The curtains parted and the crowds applauded as Wilson Lema and Danielle Cap-Lema danced across the stage. In attendance were the matriarchs who had discovered their children’s natural abilities. Some say it was an accidental discovery, but these women would no doubt claim intuition.
As a young boy, Wilson was disqualified from a Tae Kwon Do tournament after kicking his opponent in the head. His mother felt he needed to learn self-control and forced him to take ballet for one year—which turned into two, then ten. He fell in love with dance and never went back to kicking people in the head, at least on purpose.
Danielle, according to her mother, “couldn’t do anything with a ball,” and her mother signed her up for ballet. “They knew I was never going to be that type of athlete you see on the court,” Danielle said.
Although they are used to the spotlight, the couple maintains a remarkably transparent persona. Donning suspenders for a photo shoot, Wilson jokes easily. “What am I, some old fat man who needs suspenders to keep his pants up?” Danielle, failing to control her laughter, diffuses an awkward situation.
A native of Uruguay, Wilson’s English is a work in progress. “Good luck with the accent,” he laughs, meshing “good” and “luck” into one indiscernible word. His wife maintains a steady laugh throughout our conversation.
Danielle is almost eight months pregnant, but there is no waddling, no hand to the lower back, no heavy sighs denoting her lengthy gestation period—and she’s in high heels.
“I told my girlfriend when I saw him walk in that I was going to marry him,” she said, laughing.
Wilson pauses before offering his thoughts—which range from acknowledgement to dismissal—upon his first sighting of the blonde dancer that would become his wife.
“I thought she was cute, but a little weird,” he said with a smile “And, she was way too bubbly for me. I was with somebody else, so I wasn’t really paying attention.”

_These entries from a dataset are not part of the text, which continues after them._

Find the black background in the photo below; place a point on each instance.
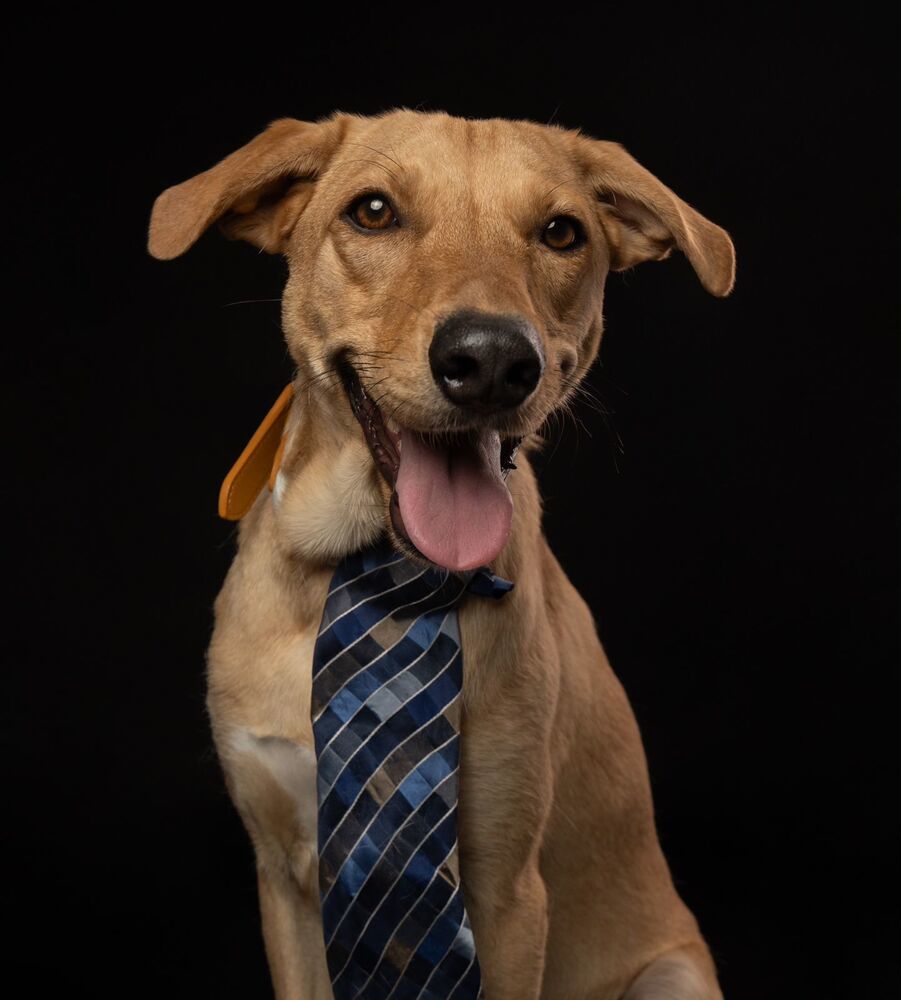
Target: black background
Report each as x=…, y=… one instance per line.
x=740, y=553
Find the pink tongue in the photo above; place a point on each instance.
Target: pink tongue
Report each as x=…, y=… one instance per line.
x=453, y=500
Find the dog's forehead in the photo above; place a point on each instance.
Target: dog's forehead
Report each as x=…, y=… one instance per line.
x=445, y=151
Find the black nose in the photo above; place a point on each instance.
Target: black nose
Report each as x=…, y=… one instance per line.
x=486, y=362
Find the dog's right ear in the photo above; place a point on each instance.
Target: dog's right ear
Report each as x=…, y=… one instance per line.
x=257, y=193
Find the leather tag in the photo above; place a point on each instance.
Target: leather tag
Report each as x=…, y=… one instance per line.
x=258, y=463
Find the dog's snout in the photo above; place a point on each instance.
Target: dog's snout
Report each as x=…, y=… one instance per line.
x=486, y=362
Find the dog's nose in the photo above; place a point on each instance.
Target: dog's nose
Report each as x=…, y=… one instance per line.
x=486, y=362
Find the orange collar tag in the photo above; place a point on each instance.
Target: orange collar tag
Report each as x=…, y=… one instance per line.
x=258, y=463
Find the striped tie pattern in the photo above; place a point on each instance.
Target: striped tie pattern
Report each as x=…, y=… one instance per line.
x=387, y=676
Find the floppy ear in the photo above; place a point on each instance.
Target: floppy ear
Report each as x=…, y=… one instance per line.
x=643, y=219
x=257, y=192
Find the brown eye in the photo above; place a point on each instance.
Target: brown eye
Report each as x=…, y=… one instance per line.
x=563, y=233
x=372, y=211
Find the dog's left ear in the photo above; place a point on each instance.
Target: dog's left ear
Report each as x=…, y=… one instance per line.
x=643, y=219
x=256, y=193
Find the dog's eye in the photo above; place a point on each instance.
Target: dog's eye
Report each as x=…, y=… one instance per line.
x=563, y=233
x=372, y=211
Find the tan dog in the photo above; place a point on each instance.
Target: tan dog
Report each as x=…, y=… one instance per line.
x=450, y=271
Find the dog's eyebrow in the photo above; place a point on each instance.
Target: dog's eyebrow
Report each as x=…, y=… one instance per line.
x=375, y=163
x=564, y=181
x=387, y=157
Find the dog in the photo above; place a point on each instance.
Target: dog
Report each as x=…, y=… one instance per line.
x=449, y=273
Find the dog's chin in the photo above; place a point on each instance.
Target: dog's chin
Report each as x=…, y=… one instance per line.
x=449, y=504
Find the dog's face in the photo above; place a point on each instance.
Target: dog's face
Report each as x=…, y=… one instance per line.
x=449, y=273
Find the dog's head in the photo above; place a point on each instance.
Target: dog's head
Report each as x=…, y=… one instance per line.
x=449, y=273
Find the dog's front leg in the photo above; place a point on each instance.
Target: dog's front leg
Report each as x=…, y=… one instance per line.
x=504, y=800
x=272, y=783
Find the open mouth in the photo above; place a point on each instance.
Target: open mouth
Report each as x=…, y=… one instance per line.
x=449, y=498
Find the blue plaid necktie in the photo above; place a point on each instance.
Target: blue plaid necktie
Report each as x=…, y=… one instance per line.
x=387, y=675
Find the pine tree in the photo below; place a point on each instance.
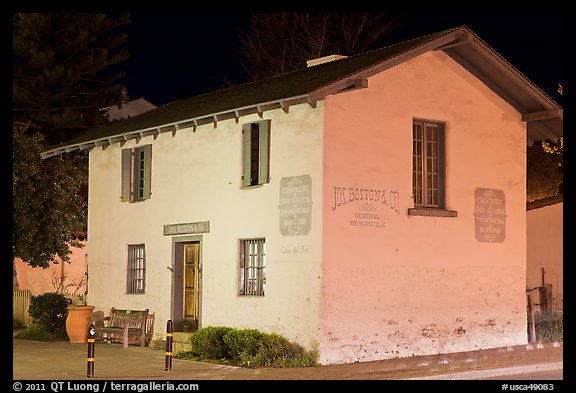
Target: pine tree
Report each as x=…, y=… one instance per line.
x=61, y=79
x=61, y=71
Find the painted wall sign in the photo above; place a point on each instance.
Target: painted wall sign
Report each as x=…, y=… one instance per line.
x=295, y=205
x=372, y=204
x=490, y=215
x=187, y=228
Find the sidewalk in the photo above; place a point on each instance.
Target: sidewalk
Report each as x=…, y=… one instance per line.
x=35, y=360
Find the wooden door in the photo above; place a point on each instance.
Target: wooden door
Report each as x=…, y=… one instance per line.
x=191, y=282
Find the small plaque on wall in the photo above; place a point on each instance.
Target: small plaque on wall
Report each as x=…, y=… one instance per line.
x=295, y=205
x=490, y=215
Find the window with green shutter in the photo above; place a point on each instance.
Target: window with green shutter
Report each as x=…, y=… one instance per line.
x=136, y=170
x=428, y=164
x=252, y=269
x=136, y=277
x=256, y=153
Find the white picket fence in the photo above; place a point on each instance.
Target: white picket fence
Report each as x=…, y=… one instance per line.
x=21, y=303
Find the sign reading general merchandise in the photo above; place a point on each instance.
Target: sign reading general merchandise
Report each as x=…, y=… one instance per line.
x=187, y=228
x=490, y=215
x=295, y=205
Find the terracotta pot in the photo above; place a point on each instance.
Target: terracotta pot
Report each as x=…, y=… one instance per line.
x=77, y=323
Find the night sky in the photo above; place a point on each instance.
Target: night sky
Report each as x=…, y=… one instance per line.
x=175, y=55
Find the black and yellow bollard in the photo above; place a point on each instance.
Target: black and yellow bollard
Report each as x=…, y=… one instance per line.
x=91, y=341
x=169, y=334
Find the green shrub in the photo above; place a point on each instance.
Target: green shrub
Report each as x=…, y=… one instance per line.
x=16, y=324
x=243, y=342
x=248, y=348
x=209, y=343
x=549, y=328
x=49, y=312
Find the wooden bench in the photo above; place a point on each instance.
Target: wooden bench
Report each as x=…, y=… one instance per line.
x=125, y=323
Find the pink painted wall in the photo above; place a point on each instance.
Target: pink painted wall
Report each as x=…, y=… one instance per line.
x=396, y=285
x=40, y=281
x=545, y=243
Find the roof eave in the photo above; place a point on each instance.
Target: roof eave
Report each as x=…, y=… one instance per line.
x=173, y=127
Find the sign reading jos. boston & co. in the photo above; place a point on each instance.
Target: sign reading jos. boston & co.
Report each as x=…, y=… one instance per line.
x=490, y=215
x=187, y=228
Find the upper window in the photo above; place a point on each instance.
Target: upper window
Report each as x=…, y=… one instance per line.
x=428, y=164
x=136, y=280
x=136, y=167
x=252, y=269
x=256, y=153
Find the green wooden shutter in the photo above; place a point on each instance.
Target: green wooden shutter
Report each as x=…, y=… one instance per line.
x=147, y=170
x=126, y=175
x=264, y=152
x=246, y=155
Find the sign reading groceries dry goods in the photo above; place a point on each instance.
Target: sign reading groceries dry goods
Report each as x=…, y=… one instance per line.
x=490, y=215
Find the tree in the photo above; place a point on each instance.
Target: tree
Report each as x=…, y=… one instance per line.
x=545, y=163
x=46, y=204
x=61, y=79
x=61, y=71
x=277, y=43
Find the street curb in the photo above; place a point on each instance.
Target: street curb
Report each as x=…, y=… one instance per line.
x=496, y=372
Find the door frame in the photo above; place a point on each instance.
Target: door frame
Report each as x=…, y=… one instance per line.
x=177, y=282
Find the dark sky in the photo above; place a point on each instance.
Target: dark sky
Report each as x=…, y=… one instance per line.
x=188, y=53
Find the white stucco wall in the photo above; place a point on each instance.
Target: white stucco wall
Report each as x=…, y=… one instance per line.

Dancing at the same ballet company in Las Vegas gave Danielle proximity to her marked target. Even if Wilson weren’t trying to pay attention to her, daily interactions were a necessity with shared dance routines.
“I don’t think he really knew if he liked me. I think he was confused,” she said. “He had an image of marrying someone with really dark hair and dark eyes, so I didn’t fit.”
Danielle wasn’t discouraged, she was patient. Wilson broke up with his girlfriend, and with the coaxing of a friend, he decided to call her.
Too old to be children, but not quite yet adults, the 19-year-olds enjoyed their first date on a pair of playground swings. Somewhere between the sandbox and the slides, the image Wilson held of the perfect woman crumbled and Danielle became his new ideal.
“I had a picture of what I thought I would want—deep black eyes, long dark hair,” he said. “But she had green eyes and short blonde hair. She caught me by surprise.”
She excelled at surprising Wilson, but often her surprises would lead to him “freaking out.”
On one occasion early on in their relationship, Danielle revealed a past dream to Wilson. In the dream, she met Wilson in the breakfast aisle of a grocery store. Danielle visited the grocery store that same day in hopes of finding her true love, but with no luck. She persisted, and once again visited the same store the next day, finding Wilson in the breakfast aisle.
She excitedly relayed the information, but Wilson’s reaction to the dream was less than enthusiastic.
“She was really open early on and it creeped me out,” he recalled. “We took a break for a little while after that.”
But with just a few months apart, Wilson realized life was better with a little bit of crazy in it, and the pair began to date once more. The couple eventually moved to Tulsa and joined the Tulsa Ballet. After four years of dating, Wilson spontaneously asked Danielle to be his wife while enjoying a cup of coffee with her. Just as spontaneously, she said, “Yes.”
They threw a wedding together within a matter of days, quickly picking a date that lined up with Wilson’s break from his performance of the annual The Nutcracker. They married January 2, 1998, in a small Las Vegas chapel, paying homage to the city where they met. The chapel was far from the notorious strip, and no Elvis impersonators were needed for the nuptials. Present were a few friends, close family members and, of course, their mothers’ blessings.